When President and Mrs. Carter attended the 10th-anniversary gala at Ford’s Theatre on January 29, 1978, he was only the second sitting President to see a show at Ford’s Theatre since Abraham Lincoln. More importantly, this event marked the start of a tradition. Starting with Jimmy Carter in 1978, every sitting president has attended a nonpartisan gala night of speeches and entertainment at Ford’s Theatre.
Just before heading off to Ford’s Theatre for its 10th-anniversary gala, President Carter hosted a reception at the White House for the invited guests. As part of his remarks for the evening, President Carter thanked the crowd for their support of Ford’s Theatre and for their “generosity in keeping it a live tribute to the past and an opportunity for the future.” Despite the tragedy that had occurred at the site, Carter expressed his admiration that Ford’s Theatre had been reopened, noting that:
“It wasn’t the character of Lincoln to have a source of entertainment, tragedy, and humor kept closed and isolated from the people of our Nation. And so a unique occurrence has been recognized tonight that happened 10 years ago, when a national historical site was opened, not as a museum, a closed or a dead thing just to be looked at and admired, but an open and a live thing which is the source of both entertainment and inspiration for us all.”
After thanking select people for their efforts in bringing back live theater to Ford’s, Carter ended his remarks by saying:
“So, as a southerner, as a President, I would like to say that I’m very proud of all of you for helping to unite the consciousness of our Nation to remember the past, but also to prepare for the future with confidence and also with pleasure.
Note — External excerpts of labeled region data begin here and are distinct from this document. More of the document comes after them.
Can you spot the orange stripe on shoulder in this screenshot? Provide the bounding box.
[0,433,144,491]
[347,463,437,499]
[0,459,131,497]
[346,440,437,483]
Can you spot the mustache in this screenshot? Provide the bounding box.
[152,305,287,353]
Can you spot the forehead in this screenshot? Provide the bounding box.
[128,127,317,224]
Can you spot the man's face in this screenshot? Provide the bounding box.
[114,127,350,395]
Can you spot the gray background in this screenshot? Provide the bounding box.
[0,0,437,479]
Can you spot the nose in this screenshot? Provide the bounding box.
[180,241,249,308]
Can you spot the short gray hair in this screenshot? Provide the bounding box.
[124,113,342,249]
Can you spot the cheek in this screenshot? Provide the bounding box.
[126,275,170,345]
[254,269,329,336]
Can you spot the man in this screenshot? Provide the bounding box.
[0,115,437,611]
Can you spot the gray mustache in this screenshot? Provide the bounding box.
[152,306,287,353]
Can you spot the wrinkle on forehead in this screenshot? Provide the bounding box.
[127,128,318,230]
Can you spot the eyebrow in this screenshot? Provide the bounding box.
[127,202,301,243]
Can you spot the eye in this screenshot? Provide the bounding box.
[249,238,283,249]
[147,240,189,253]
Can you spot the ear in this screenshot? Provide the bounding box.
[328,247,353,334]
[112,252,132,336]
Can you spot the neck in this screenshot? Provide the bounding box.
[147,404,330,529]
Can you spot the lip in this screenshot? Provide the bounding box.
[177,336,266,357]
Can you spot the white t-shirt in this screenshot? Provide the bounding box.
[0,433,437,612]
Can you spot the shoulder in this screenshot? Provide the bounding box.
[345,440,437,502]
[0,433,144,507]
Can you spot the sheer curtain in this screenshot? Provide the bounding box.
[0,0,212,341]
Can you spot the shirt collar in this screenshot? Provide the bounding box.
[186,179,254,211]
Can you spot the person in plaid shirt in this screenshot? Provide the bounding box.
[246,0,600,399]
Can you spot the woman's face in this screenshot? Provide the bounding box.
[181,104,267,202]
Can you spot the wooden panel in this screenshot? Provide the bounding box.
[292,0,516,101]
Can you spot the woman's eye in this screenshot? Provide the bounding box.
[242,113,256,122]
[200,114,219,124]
That’s the way President Lincoln would have liked it. And you’ve honored him in performing as you have in keeping Ford Theatre alive.”
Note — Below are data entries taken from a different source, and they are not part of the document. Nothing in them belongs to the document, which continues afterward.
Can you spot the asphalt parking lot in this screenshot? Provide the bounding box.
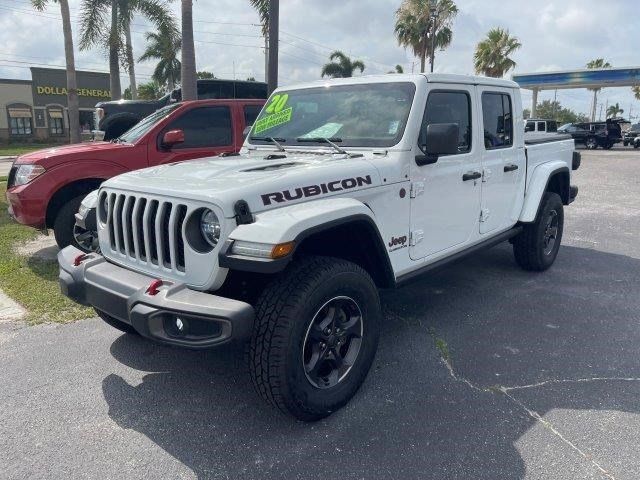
[0,150,640,479]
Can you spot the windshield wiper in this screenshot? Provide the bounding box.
[249,137,287,152]
[296,137,349,155]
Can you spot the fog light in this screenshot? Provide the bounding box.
[176,317,186,334]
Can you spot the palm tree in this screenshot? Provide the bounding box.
[138,80,165,100]
[119,0,176,100]
[80,0,175,100]
[395,0,458,73]
[31,0,80,143]
[607,103,624,118]
[587,58,611,122]
[473,28,522,78]
[249,0,269,82]
[180,0,198,100]
[138,27,182,91]
[321,50,365,78]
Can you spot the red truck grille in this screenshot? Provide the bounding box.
[99,192,187,272]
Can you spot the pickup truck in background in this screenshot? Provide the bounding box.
[524,118,558,133]
[58,74,580,421]
[558,120,622,150]
[7,100,264,248]
[94,79,267,140]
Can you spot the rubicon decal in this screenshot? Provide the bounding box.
[261,175,372,205]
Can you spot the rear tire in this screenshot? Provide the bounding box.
[53,195,85,250]
[94,308,140,335]
[247,257,382,421]
[513,192,564,272]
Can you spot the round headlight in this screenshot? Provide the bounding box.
[200,209,220,247]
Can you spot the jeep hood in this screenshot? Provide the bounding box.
[103,151,381,217]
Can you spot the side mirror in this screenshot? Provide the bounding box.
[162,130,184,150]
[416,123,460,165]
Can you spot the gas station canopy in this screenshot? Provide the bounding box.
[513,67,640,90]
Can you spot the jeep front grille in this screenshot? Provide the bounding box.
[100,192,187,273]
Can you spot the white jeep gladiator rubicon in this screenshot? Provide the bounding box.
[58,74,580,421]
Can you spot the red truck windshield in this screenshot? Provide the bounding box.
[117,103,180,143]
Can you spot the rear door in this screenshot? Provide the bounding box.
[409,84,481,260]
[478,86,526,234]
[154,105,237,163]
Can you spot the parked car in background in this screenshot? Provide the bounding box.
[558,120,623,150]
[524,118,558,133]
[94,79,267,140]
[7,96,264,248]
[622,123,640,148]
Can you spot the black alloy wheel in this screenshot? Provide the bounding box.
[302,297,364,388]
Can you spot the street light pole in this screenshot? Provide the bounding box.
[429,0,438,73]
[267,0,280,94]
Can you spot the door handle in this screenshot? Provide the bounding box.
[462,172,482,182]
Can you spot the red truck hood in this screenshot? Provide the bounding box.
[16,142,133,169]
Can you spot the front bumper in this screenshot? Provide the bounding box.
[58,247,254,348]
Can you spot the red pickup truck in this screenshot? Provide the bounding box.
[7,100,265,248]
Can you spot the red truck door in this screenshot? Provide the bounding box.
[149,105,236,165]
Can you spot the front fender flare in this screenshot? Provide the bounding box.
[219,198,395,284]
[519,161,570,223]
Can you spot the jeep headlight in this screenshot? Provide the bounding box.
[200,208,221,247]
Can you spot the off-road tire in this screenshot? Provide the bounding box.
[94,308,140,335]
[513,192,564,272]
[53,195,86,249]
[247,256,382,421]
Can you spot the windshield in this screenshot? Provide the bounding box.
[117,103,180,143]
[249,82,416,147]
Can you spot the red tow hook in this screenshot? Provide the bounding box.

When President Carter entered home hospice care in February of 2023 at the age of 98, it seemed unlikely that he would make it to this milestone age. When his beloved wife of 77 years, Rosalynn, passed in November of 2023, it was also feared that grief might take its toll. Amazingly, however, Jimmy Carter continues to bless this earth with his presence.
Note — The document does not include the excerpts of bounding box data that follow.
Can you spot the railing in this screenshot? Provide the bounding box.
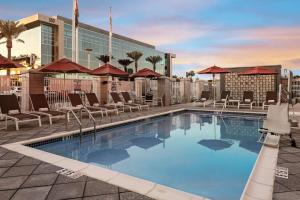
[44,77,93,109]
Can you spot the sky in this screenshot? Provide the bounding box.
[0,0,300,76]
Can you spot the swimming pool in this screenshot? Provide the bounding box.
[32,111,261,199]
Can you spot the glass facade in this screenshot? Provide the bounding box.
[64,24,165,74]
[41,24,54,65]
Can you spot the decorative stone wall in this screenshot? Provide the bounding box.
[224,73,277,103]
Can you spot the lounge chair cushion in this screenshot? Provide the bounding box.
[8,110,20,115]
[39,108,49,112]
[8,113,37,120]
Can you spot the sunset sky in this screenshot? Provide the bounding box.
[0,0,300,75]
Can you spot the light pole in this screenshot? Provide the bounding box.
[85,49,93,69]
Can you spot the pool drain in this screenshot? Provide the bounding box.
[56,169,83,179]
[275,166,289,179]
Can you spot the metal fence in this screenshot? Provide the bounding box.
[44,77,93,109]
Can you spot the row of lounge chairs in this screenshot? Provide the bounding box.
[0,92,149,130]
[195,91,277,110]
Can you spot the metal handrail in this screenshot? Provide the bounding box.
[83,107,96,133]
[68,110,82,136]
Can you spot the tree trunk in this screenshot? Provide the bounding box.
[6,38,12,75]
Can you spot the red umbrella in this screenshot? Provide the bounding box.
[132,68,162,78]
[90,64,129,76]
[0,54,24,69]
[39,58,91,95]
[239,67,278,106]
[198,65,230,101]
[132,68,162,97]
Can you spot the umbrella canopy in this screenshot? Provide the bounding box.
[132,68,162,78]
[0,54,24,69]
[87,149,129,166]
[131,137,161,149]
[198,139,232,151]
[239,67,277,75]
[197,65,230,74]
[90,64,129,76]
[39,58,91,73]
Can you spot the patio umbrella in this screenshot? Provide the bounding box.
[0,54,24,69]
[239,67,277,106]
[198,116,232,151]
[197,65,230,101]
[39,58,91,88]
[132,68,162,97]
[90,64,129,77]
[87,148,129,166]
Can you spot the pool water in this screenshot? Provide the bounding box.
[35,111,261,200]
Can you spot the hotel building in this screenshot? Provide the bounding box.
[0,14,175,76]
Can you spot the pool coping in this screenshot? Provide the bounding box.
[2,108,278,200]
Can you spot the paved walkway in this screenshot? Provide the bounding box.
[0,104,300,200]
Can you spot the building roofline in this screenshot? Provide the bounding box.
[55,15,155,49]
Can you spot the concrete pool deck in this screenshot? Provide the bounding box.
[0,104,300,200]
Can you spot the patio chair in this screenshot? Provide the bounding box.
[195,91,210,107]
[0,94,42,130]
[262,91,277,110]
[110,92,140,112]
[144,93,164,106]
[121,92,149,110]
[29,94,69,124]
[260,103,296,146]
[238,91,254,110]
[85,93,119,116]
[214,90,230,108]
[68,93,103,117]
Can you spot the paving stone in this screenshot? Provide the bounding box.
[280,162,300,174]
[280,147,300,153]
[0,190,16,200]
[273,191,300,200]
[0,168,8,176]
[120,192,153,200]
[83,194,119,200]
[22,173,58,188]
[47,182,85,200]
[1,152,24,160]
[33,163,62,174]
[0,176,27,190]
[84,181,118,196]
[55,175,87,184]
[15,156,42,166]
[276,175,300,190]
[273,182,290,193]
[12,186,51,200]
[279,154,300,162]
[0,159,18,167]
[2,165,36,177]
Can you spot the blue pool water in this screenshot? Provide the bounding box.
[35,112,261,200]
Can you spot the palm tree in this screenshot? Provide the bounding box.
[146,56,162,71]
[0,20,26,75]
[127,51,143,72]
[118,59,133,72]
[96,55,114,64]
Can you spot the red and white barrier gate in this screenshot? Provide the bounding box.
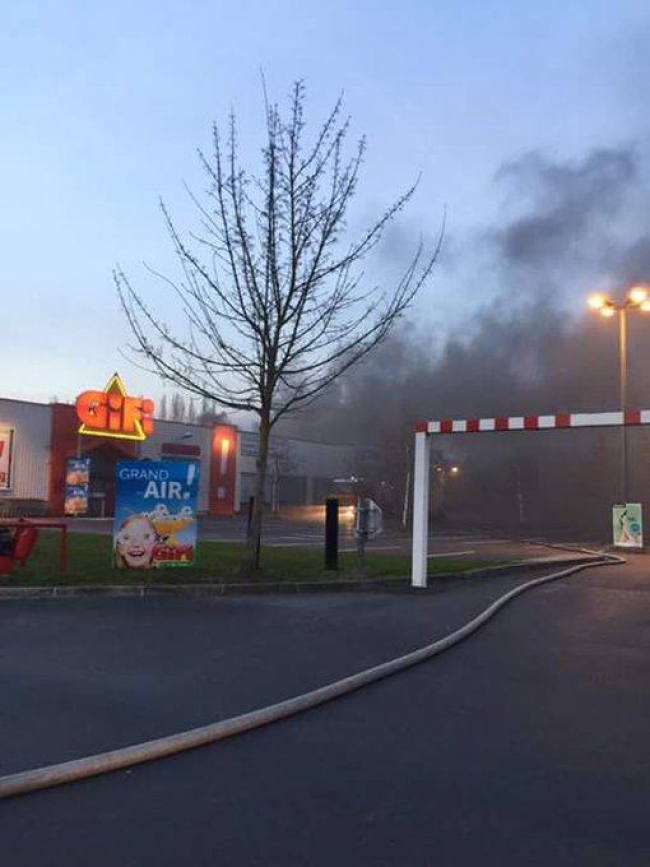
[411,409,650,587]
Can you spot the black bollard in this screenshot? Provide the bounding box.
[325,497,339,570]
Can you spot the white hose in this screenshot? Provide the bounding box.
[0,552,625,798]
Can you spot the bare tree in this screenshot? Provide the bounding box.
[115,82,442,572]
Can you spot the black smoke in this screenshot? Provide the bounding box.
[287,146,650,536]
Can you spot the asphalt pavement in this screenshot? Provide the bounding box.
[0,556,650,867]
[63,514,564,561]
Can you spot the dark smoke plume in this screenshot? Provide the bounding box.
[284,147,650,536]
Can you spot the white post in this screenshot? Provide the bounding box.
[411,431,431,587]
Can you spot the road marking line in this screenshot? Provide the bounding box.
[427,551,476,560]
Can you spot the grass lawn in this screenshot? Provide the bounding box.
[0,531,502,587]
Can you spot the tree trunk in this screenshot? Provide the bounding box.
[240,416,271,578]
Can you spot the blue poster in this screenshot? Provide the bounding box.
[63,458,90,515]
[113,460,199,569]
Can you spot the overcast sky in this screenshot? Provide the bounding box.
[0,0,650,400]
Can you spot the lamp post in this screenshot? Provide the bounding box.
[587,286,650,503]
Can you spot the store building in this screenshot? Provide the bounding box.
[0,377,354,517]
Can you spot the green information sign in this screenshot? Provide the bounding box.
[612,503,643,548]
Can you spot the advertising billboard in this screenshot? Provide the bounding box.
[113,460,199,569]
[63,458,90,515]
[612,503,643,548]
[0,429,14,491]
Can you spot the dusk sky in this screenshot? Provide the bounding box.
[0,0,650,401]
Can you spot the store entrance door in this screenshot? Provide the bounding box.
[85,442,131,518]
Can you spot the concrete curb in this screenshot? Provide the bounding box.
[0,552,603,600]
[0,555,625,798]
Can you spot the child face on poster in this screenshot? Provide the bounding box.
[115,515,157,569]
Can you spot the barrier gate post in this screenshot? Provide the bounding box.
[411,430,431,587]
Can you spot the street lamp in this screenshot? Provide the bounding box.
[587,286,650,503]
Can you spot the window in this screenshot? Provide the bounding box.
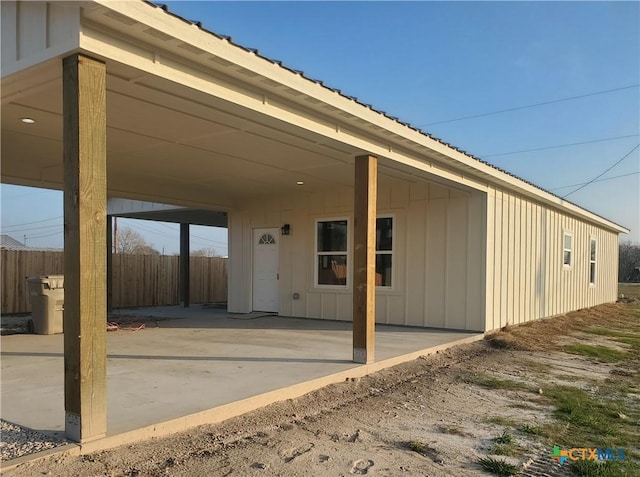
[562,232,573,268]
[316,220,348,286]
[376,217,393,287]
[589,238,596,285]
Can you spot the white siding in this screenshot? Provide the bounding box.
[229,181,484,330]
[486,188,618,330]
[0,0,81,76]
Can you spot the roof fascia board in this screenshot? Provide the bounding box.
[81,23,487,191]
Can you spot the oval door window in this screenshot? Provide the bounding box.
[258,234,276,245]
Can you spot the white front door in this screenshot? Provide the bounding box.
[253,229,280,312]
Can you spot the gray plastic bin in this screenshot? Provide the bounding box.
[27,275,64,335]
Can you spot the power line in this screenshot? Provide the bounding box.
[562,144,640,199]
[480,134,640,157]
[2,224,62,233]
[27,230,64,240]
[418,84,640,127]
[191,234,227,247]
[549,171,640,191]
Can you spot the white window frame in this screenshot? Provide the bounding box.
[562,230,573,270]
[589,236,598,286]
[313,217,351,290]
[376,214,397,290]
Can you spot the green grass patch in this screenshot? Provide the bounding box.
[569,460,640,477]
[458,373,531,390]
[438,426,468,437]
[616,336,640,350]
[582,327,640,338]
[545,386,637,448]
[491,431,521,455]
[478,457,520,477]
[518,424,545,436]
[509,402,538,411]
[493,431,513,444]
[563,343,632,363]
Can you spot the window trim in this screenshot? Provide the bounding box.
[376,214,397,291]
[313,217,352,290]
[589,235,598,287]
[562,230,574,270]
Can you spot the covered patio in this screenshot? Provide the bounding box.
[1,306,482,452]
[1,1,493,443]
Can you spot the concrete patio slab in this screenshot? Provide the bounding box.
[0,306,482,449]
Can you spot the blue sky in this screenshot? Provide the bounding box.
[2,2,640,254]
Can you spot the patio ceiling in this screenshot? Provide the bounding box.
[2,58,380,208]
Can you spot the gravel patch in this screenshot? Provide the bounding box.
[0,419,67,462]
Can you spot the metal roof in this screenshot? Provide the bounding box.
[142,0,625,228]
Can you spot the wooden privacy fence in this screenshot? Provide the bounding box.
[1,250,227,313]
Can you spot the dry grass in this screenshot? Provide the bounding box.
[618,283,640,298]
[486,303,640,351]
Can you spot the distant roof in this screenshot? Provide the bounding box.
[0,234,63,252]
[0,234,27,250]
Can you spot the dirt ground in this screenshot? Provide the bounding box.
[3,300,640,477]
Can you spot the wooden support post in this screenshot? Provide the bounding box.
[62,54,107,442]
[180,224,189,308]
[107,215,113,312]
[353,156,378,364]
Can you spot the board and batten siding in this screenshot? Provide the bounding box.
[486,187,618,331]
[0,1,82,75]
[228,180,485,330]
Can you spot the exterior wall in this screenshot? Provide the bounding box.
[228,181,484,330]
[0,1,81,76]
[486,188,618,330]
In truth, 100 years is an arbitrary number. If Jimmy Carter had passed last year, five years, or even two decades ago, his good deeds would have still been a testament to his character. On his 100th birthday, we celebrate not just the impressive number of years President Carter has lived, but the positive impact he packed into each and every one of those years.
Happy Birthday, President Carter. In addition to the well-deserved praise you will receive today, I sincerely hope you get your birthday wish of making it to November 5 so that you can cast your vote for the next leader of this country.